Wallace McRae

Cowboy Poet
A man in a coboy hat sitting with a book on his lap.

Photo by Tom Pich

Bio

Wallace McRae was born in 1936, the son of a second-generation rancher from the Rosebud Creek area near Colstrip, in southeastern Montana. McRae's family ranch is bordered on the east by the Tongue River and lies just north of the Northern Cheyenne Indian Reservation. Both of his parents were born and raised on Rosebud Creek, and his family has raised sheep and cattle in this region since 1885.

McRae grew up working on his family's ranch and spent much of his time as a cowboy. He attended local schools and then enrolled in Montana State University, where he received a Bachelor of Science degree in zoology. In 1958, he was commissioned as a naval officer and served in the Atlantic and Mediterranean fleets. After the death of his father in 1960, he returned to Montana with his wife, Ruth Hayes, and took over the operations of his family ranch.

Growing up in Montana, McRae was fascinated by the records left by early settlers — diaries, letters, journals, and even such fripperies as new words to old tunes. They also left a distinctive style of poetry that recounted their exploratory adventures and the day-to-day life in their settlements. In this context, a tradition of public recitations arose, featuring narrative verse, often dramatic and sometimes comic. This "frontier" style, as it was called, was evident in the writing of Robert W. Service and was carried on in an oral tradition among working cowboys and ranchers.

McRae recalled that he recited his first poem, a "Christmas piece," delivered at the local one-room schoolhouse that his sisters attended, when he was four years old. Since then, McRae has written more than 100 poems, among them the enormously successful "Reincarnation," a poem destined to outlive him; it has already become part of oral tradition and is recited by cowboys around the country who have never met the author.

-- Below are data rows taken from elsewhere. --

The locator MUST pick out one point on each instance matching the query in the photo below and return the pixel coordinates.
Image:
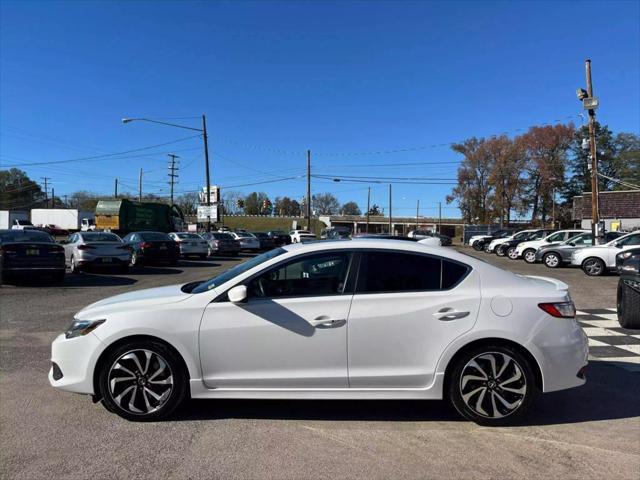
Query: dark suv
(628, 265)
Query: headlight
(79, 328)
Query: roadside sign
(204, 212)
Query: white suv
(527, 250)
(598, 259)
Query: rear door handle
(448, 313)
(325, 322)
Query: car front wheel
(529, 256)
(142, 381)
(552, 260)
(593, 267)
(492, 385)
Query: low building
(620, 210)
(399, 225)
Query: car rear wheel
(529, 255)
(492, 385)
(628, 305)
(552, 260)
(142, 381)
(593, 267)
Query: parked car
(280, 238)
(275, 326)
(445, 240)
(628, 263)
(191, 244)
(558, 255)
(335, 233)
(478, 242)
(19, 224)
(30, 252)
(508, 248)
(96, 249)
(299, 236)
(490, 247)
(266, 242)
(598, 259)
(527, 250)
(248, 242)
(54, 230)
(221, 243)
(152, 247)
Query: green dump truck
(123, 216)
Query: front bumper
(75, 359)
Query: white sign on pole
(205, 212)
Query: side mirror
(238, 294)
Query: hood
(136, 299)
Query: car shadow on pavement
(611, 392)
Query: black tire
(594, 267)
(128, 393)
(628, 306)
(529, 255)
(470, 405)
(552, 260)
(135, 261)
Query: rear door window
(386, 272)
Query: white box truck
(8, 217)
(66, 218)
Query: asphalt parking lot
(589, 432)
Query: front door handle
(448, 313)
(325, 322)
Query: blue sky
(343, 79)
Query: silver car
(85, 249)
(191, 244)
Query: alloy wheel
(140, 382)
(592, 267)
(493, 385)
(551, 260)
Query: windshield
(237, 270)
(25, 236)
(101, 237)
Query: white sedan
(598, 259)
(359, 319)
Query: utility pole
(368, 208)
(590, 103)
(46, 190)
(140, 187)
(595, 214)
(206, 160)
(172, 173)
(390, 216)
(309, 190)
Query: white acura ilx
(350, 319)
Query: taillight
(559, 310)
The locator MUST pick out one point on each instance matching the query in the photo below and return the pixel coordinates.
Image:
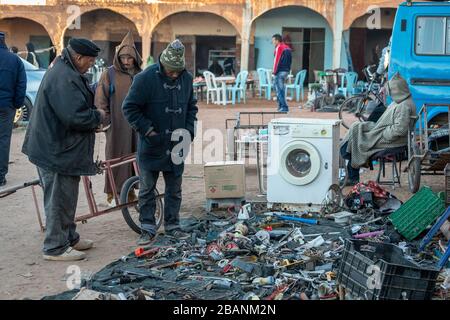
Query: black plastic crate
(379, 271)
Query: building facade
(323, 34)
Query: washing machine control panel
(311, 131)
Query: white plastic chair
(211, 87)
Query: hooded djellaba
(391, 131)
(111, 91)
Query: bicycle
(361, 107)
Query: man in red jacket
(281, 69)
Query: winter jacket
(13, 79)
(157, 103)
(61, 134)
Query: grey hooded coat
(391, 131)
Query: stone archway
(20, 31)
(368, 35)
(306, 30)
(207, 35)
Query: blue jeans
(280, 87)
(6, 126)
(60, 203)
(147, 200)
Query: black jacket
(61, 133)
(13, 79)
(158, 103)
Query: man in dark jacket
(161, 107)
(13, 84)
(60, 141)
(281, 68)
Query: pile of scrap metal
(261, 255)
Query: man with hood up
(113, 87)
(364, 139)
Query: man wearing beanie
(60, 141)
(161, 108)
(13, 84)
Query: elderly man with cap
(162, 109)
(60, 141)
(111, 91)
(13, 84)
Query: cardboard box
(225, 179)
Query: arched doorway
(305, 30)
(107, 29)
(20, 31)
(206, 36)
(366, 42)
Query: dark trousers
(353, 174)
(147, 200)
(60, 203)
(6, 126)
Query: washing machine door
(300, 163)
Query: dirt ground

McRae has published three books of poetry: It's Just Grass %26 Water, Up North Is Down the Crick, and Things of Intrinsic Worth. Like the tradition he honors, he has written not only on humorous and romantic topics but on matters of public concern as well, such as the need for environmental protection and the effects of strip mining in the West. Another group of poems, such as "A Conversation with Albert," deal with his Cheyenne neighbors. McRae's work preserves the tradition of oral narrative poetry and infuses it with originality and unforgettable turns of language and inspiration.